Niemcy i atom: zrezygnować - tak, ale jak?
16 kwietnia 2011Tuż przed dzisiejszym szczytem w Urzędzie Kanclerskim, zaostrzył się spór o koszty tego przedsięwzięcia.
Minister gospodarki Rainer Brüderle (FDP) uważa, że szybkie wystąpienie Niemiec z programu energetyki jądrowej i rozbudowa energetyki odnawialnej będzie kosztować do około dwóch miliardów euro rocznie. Dane monachijskiej gazety Süddeutsche Zeitung, która pisze, że zwrot w polityce energetycznej kosztować będzie obywateli i firmy ok. 3 mld euro rocznie, minister uznał za spekulacje.
Na razie nie wiadomo jednak, w jaki sposób ta przebudowa ma być finansowana, bo jak dotąd koszty rozbudowy energetyki wiatrowej i słonecznej wliczało się użytkownikom energii do rachunków za prąd.
Zamknąć i co dalej?
Premier Nadrenii-Palatynatu, Kurt Beck (SPD), nie wierzy, by Merkel była poważnie zainteresowana dojściem do porozumienia z krajami związkowymi i opozycją w tej sprawie. Z kolei premier Brandenburgii Matthias Platzeck (SPD) powiedział dziś w Bundesracie, że dla obywateli najważniejsze są: szybkie wystąpienie z programu energetyki jądrowej, gwarancja zaopatrzenia w prąd i jego cena. Zdaniem szefa rządu Szlezwika-Holsztynu, Petera Harry'ego Carstensena (CDU), nie powinno się dopuścić do stałego importu prądu z elektrowni atomowych sąsiadów: "nie wolno nam ryzyka przerzucać na inne państwa".
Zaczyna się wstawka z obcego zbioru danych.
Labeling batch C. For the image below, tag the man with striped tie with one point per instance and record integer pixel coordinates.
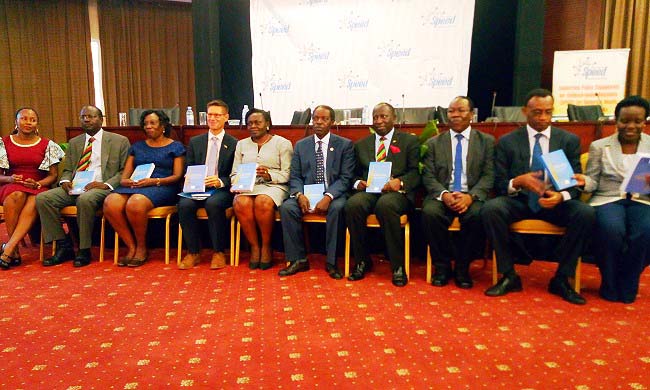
(98, 151)
(397, 196)
(322, 158)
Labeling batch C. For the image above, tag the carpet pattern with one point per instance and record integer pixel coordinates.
(155, 326)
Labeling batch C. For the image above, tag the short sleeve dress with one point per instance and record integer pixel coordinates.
(32, 161)
(163, 157)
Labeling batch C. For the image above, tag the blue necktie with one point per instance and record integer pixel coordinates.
(458, 163)
(536, 165)
(320, 167)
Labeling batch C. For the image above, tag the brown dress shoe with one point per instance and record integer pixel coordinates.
(189, 261)
(218, 260)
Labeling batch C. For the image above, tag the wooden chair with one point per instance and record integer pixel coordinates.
(373, 222)
(165, 212)
(71, 212)
(537, 226)
(203, 214)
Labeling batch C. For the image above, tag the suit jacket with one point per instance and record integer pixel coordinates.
(197, 150)
(438, 165)
(512, 157)
(115, 149)
(605, 170)
(404, 153)
(339, 165)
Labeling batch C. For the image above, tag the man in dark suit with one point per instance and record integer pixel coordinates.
(396, 198)
(458, 175)
(99, 151)
(216, 150)
(322, 158)
(524, 194)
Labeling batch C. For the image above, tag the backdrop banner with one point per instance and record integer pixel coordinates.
(356, 53)
(589, 77)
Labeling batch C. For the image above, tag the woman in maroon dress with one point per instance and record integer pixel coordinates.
(28, 166)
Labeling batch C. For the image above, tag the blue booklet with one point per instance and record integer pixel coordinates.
(244, 180)
(378, 175)
(637, 181)
(195, 178)
(559, 169)
(143, 171)
(80, 181)
(314, 192)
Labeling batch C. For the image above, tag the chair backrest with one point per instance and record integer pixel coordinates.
(301, 117)
(509, 114)
(584, 113)
(174, 114)
(415, 114)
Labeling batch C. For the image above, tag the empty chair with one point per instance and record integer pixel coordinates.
(173, 113)
(509, 114)
(584, 113)
(301, 117)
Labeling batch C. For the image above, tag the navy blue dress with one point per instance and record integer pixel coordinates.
(163, 157)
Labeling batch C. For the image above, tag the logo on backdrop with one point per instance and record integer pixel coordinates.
(354, 22)
(589, 69)
(313, 54)
(275, 26)
(276, 84)
(394, 50)
(435, 79)
(439, 18)
(353, 82)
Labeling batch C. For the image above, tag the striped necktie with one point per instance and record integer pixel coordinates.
(381, 150)
(84, 161)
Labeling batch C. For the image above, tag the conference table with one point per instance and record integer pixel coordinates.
(587, 131)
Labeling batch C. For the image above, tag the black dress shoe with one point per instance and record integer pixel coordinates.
(333, 272)
(64, 252)
(399, 277)
(294, 268)
(360, 270)
(82, 259)
(505, 285)
(562, 288)
(462, 278)
(440, 277)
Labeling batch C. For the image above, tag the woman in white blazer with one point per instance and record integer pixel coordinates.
(622, 236)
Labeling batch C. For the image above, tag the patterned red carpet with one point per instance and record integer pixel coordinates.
(155, 326)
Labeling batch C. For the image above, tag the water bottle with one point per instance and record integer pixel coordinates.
(244, 111)
(189, 116)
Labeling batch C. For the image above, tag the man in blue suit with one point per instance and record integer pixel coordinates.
(216, 149)
(525, 194)
(322, 158)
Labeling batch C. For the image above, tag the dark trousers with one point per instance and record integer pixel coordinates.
(215, 206)
(388, 207)
(292, 229)
(623, 246)
(578, 218)
(436, 219)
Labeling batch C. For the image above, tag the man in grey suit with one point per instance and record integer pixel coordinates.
(99, 151)
(458, 175)
(322, 158)
(216, 149)
(524, 194)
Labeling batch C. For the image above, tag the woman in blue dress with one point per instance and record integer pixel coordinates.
(127, 207)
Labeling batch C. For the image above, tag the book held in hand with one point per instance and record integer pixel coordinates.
(244, 180)
(143, 171)
(314, 192)
(80, 181)
(195, 178)
(636, 182)
(378, 176)
(559, 169)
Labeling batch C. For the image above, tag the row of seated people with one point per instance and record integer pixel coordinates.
(460, 169)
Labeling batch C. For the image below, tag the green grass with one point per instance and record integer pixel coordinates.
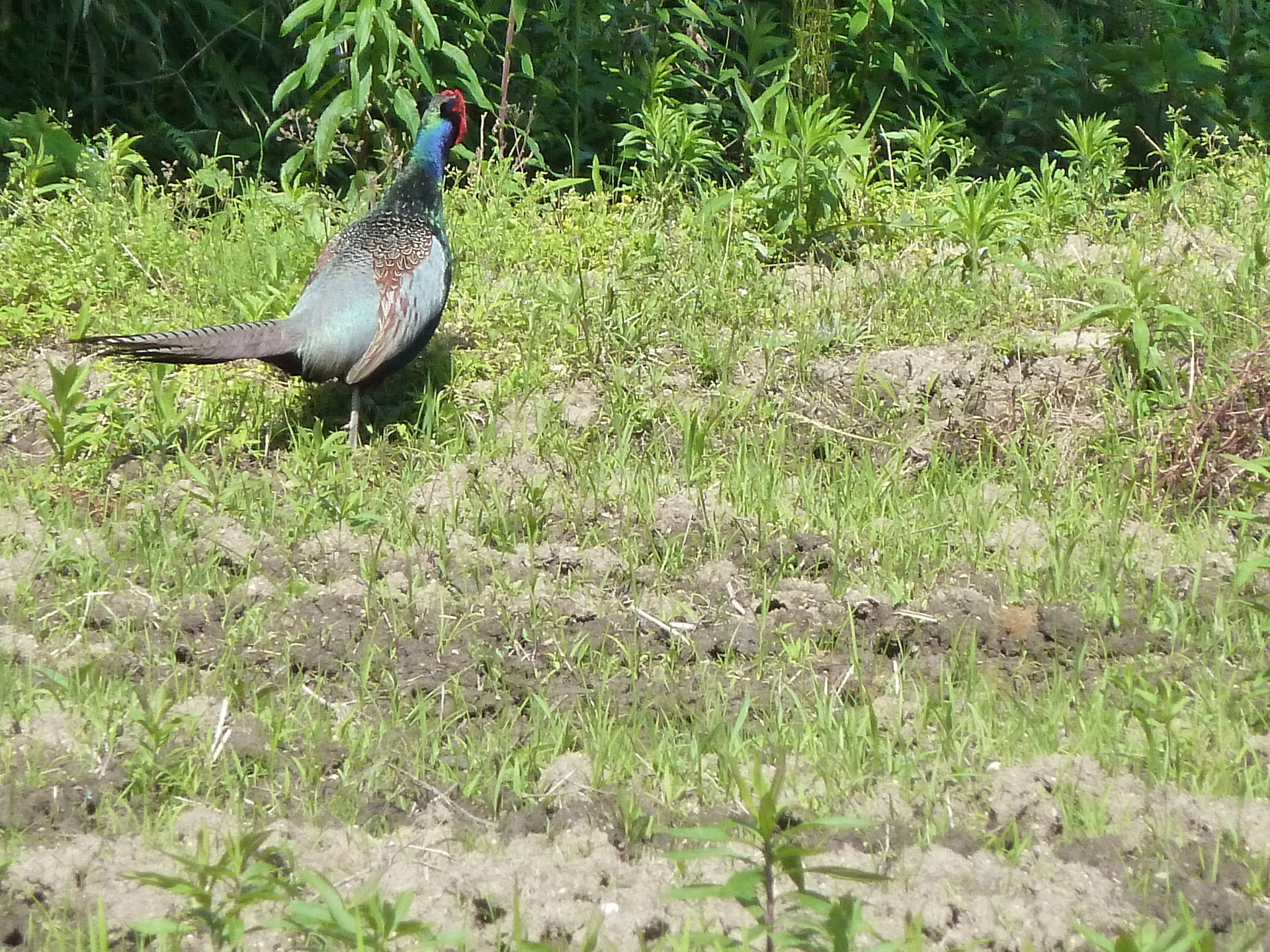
(709, 374)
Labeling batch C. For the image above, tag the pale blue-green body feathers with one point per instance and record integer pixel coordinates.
(372, 301)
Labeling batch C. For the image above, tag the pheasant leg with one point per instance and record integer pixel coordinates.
(355, 437)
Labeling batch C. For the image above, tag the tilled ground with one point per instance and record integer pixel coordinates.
(482, 631)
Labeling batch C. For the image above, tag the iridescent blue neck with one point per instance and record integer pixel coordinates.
(431, 147)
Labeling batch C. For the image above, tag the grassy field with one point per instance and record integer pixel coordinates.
(648, 512)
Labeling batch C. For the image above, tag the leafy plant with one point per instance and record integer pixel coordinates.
(367, 920)
(222, 891)
(70, 416)
(1146, 325)
(773, 847)
(673, 151)
(807, 164)
(982, 219)
(1096, 157)
(1054, 194)
(933, 149)
(1148, 937)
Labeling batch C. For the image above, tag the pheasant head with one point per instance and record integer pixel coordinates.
(444, 125)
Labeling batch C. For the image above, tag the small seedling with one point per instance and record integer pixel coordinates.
(220, 892)
(70, 416)
(367, 922)
(773, 847)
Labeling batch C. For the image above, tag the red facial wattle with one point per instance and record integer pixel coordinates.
(460, 107)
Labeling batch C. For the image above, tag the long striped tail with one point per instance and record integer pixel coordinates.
(262, 340)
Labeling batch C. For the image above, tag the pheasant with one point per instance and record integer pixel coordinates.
(374, 298)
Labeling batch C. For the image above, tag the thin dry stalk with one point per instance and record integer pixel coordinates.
(1235, 422)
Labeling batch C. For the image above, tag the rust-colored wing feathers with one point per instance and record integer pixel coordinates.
(394, 263)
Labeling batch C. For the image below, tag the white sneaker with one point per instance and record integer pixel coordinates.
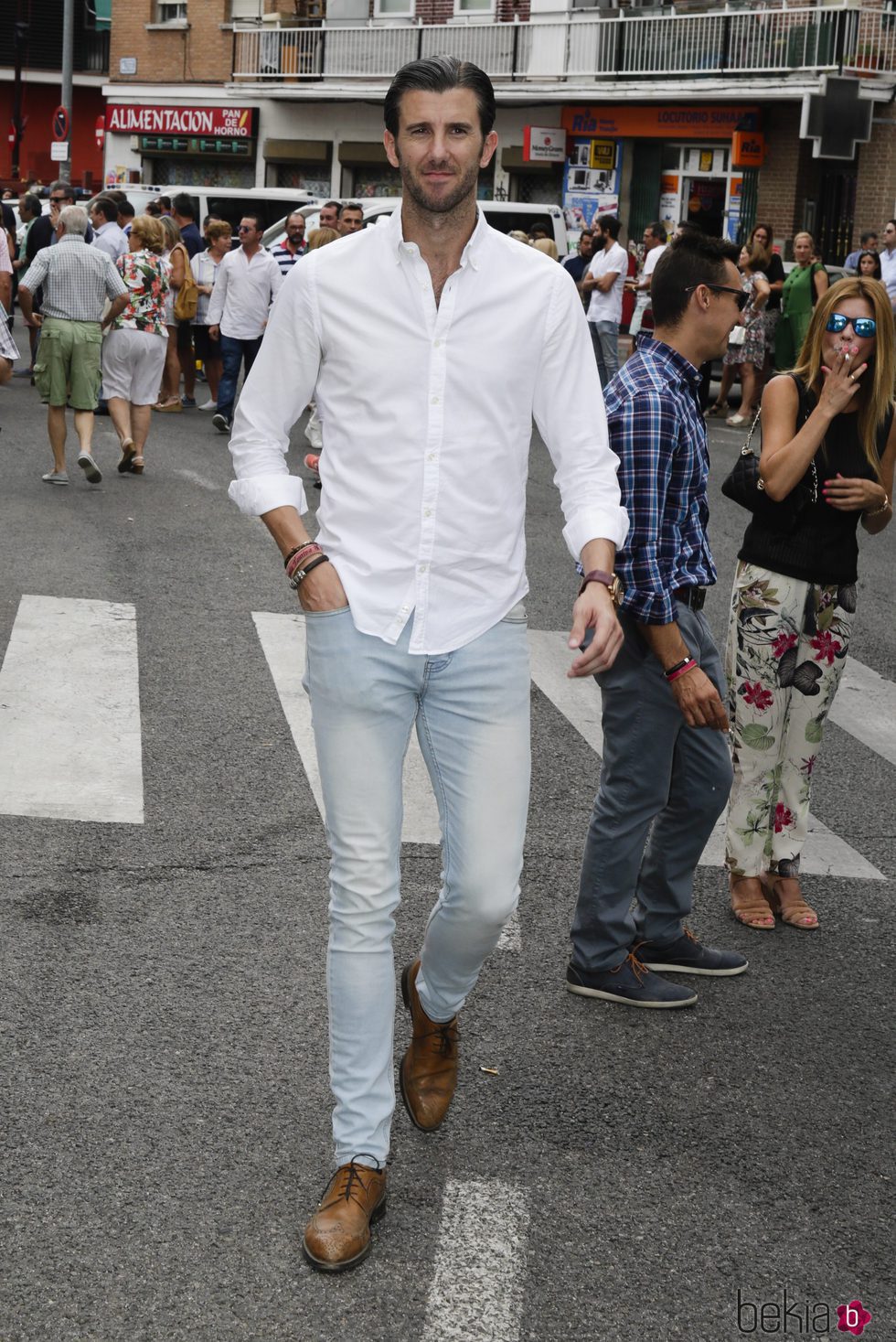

Natomiast premier Meklemburgii-Przedpomorza, Erwin Sellering (SPD), wezwał rząd w Berlinie do jak najszybszego przedłożenia ustawy regulującej ostateczne wyjście z programu energetyki jądrowej. Podkreślił przy tym, że osiem elektrowni atomowych, które odłączono od sieci, nie powinno już nigdy wytwarzać prądu i że właściwie dobrze by było jeszcze bardziej przyspieszyć uzgodnione przez poprzedni czerwono-zielony rząd wystąpienie z programu jądrowego: "to znaczy, że ostatnią elektrownię atomową powinno się zamknąć wcześniej, niż w 2022 roku".
Koszty nie są najważniejsze
Premier rządu Dolnej Saksonii, David McAllister (CDU), opowiedział się za dalszą rozbudową energetyki wiatrowej. Podkreślił, że "farmy wiatrowe na Morzu Północnym i Bałtyckim są gigantycznym wyzwaniem technicznym i finansowym".
Tymczasem Stephan Kohler, dyrektor wykonawczy Niemieckiej Agencji Energii (DENA), ostrzegł przed koncentrowaniem się wyłącznie na kosztach.
Greenpeace czuwa
Parę godzin przed rozpoczęciem spotkania u Angeli Merkel, aktywiści Greenpeace wyświetlili na elewacji Urzędu Kanclerskiego hasło "Niemcy są odnawialne". Tym samym wezwali uczestników szczytu energetycznego do uchwalenia wystąpienia z programu energetyki jądrowej do 2015 roku.